To minimize the impact to instruction, this was done over a weekend. Note that the commands below are bookended by 'date' commands to track how long each task required.
Step 1: Backup all data in the /mnt/tank0/Students folder:
ftv-san:/mnt/tank0# mkdir backup_2019_04_20_Students ftv-san:/mnt/tank0# date && rsync -av Students/* backup_2019_04_20_Students/ && date
This process took about an hour to process 686 GB of student data.

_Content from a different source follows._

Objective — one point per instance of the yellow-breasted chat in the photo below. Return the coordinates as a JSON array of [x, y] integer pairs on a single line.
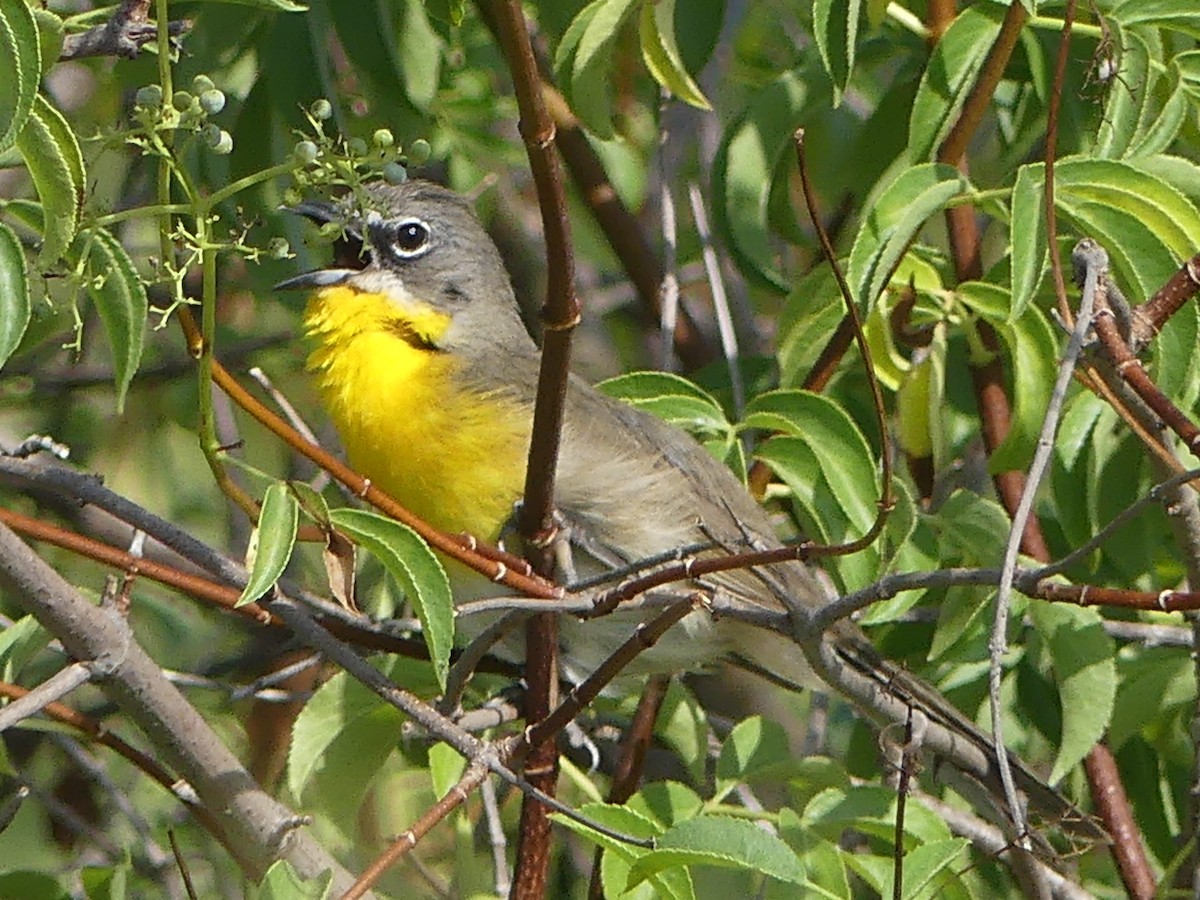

Step 2: Deleting the corrupt term:
ftv-san:~/kmm_ftvautomation# date && ./remove_term.pl -t 201942 -y && date
As noted above, deleting data off the RAID requires a surprisingly long time. Removing this term took around 1.5 hours. Be aware that this step will result in SUBSTANTIAL numbers of warning messages from the remove_term.pl script. This is to be expected, as the system will be unable to find the text it's replacing in the config.xml file, which means the system will encounter many uninitialized values.

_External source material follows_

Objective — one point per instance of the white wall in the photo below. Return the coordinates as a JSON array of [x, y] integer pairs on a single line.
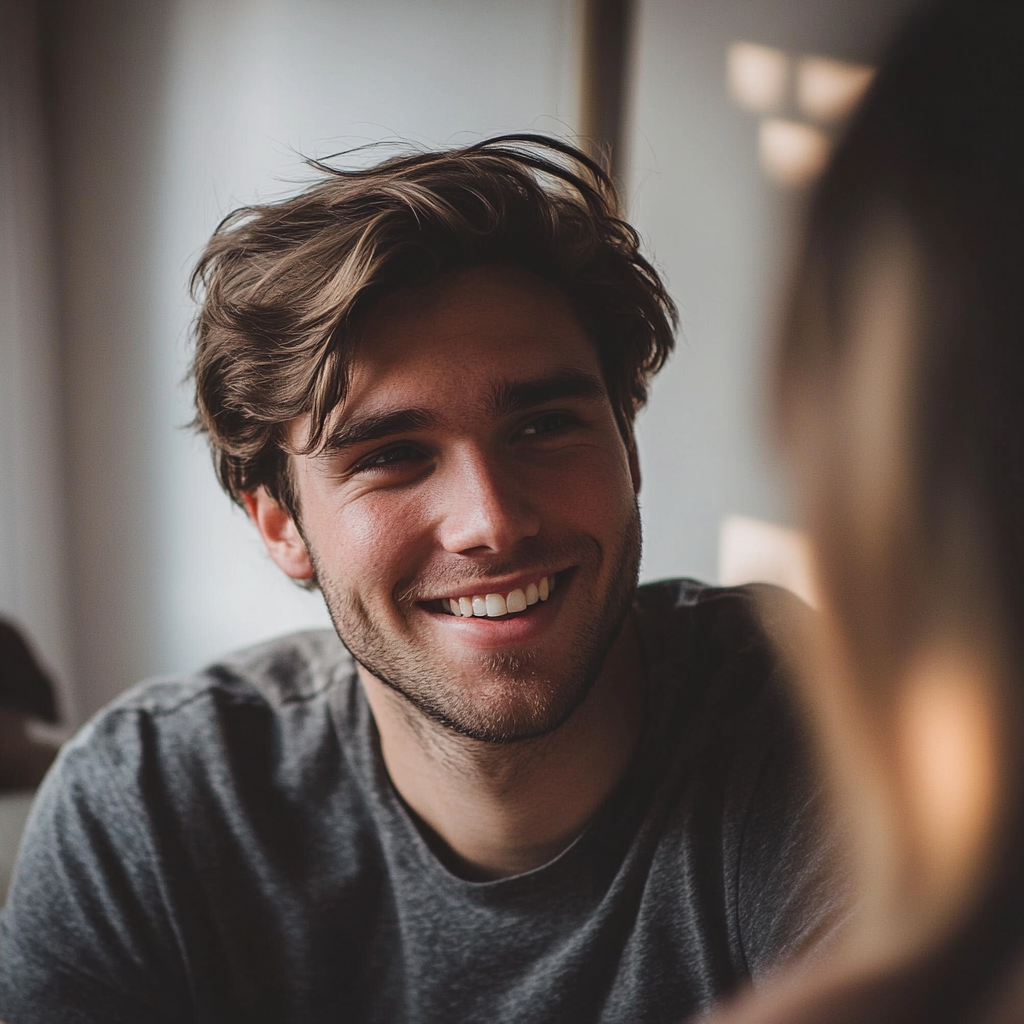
[[722, 235], [33, 565], [171, 115]]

Step 3: Recreate the term:
ftv-san:~/kmm_ftvautomation# date && ./create_term.pl -t 201942 && date
This took about 1.5 hours.
Step 4: Restoring student data from initial backup:
ftv-san:~/kmm_ftvautomation# bash [root@ftv-san ~/kmm_ftvautomation]# cd /mnt/tank0/Students/ [root@ftv-san /mnt/tank0/Students]# date && for d in * ; do rsync -rulv --exclude '.*' ../backup_2019_04_20_Students/$d/ $d/; done && date
This took 35 minutes.
Step 5: Fix permissions on restored files:
[root@ftv-san /mnt/tank0/Students]# for d in * ; do find $d/ -user root -type f | grep -Ev 'shared$|submissions$' | xargs -I {} -L 1 echo chown $d \'{}\' >> ~/kmm_ftvautomation/juststudentperms.sh ; done [root@ftv-san /mnt/tank0/Students]# bash ~/kmm_ftvautomation/juststudentperms.sh
This took a couple of minutes, but didn't completely work as expected. Several files contained unexpected quotes or other non-printable characters which kind of broke things. To get a list of everything you'll need to manually process, run the following:
[root@ftv-san /mnt/tank0/Students]# find . -user root -type f | grep -Ev 'shared$|submissions$' | cut -d '/' -f 2,3,4 | sort -u
For each result returned, take advantage of the -R feature in chown and do things like this:
[root@ftv-san /mnt/tank0/Students]# chown -R 1111111 "1111111/some guy's folder/"
This manual process took 30-45 minutes.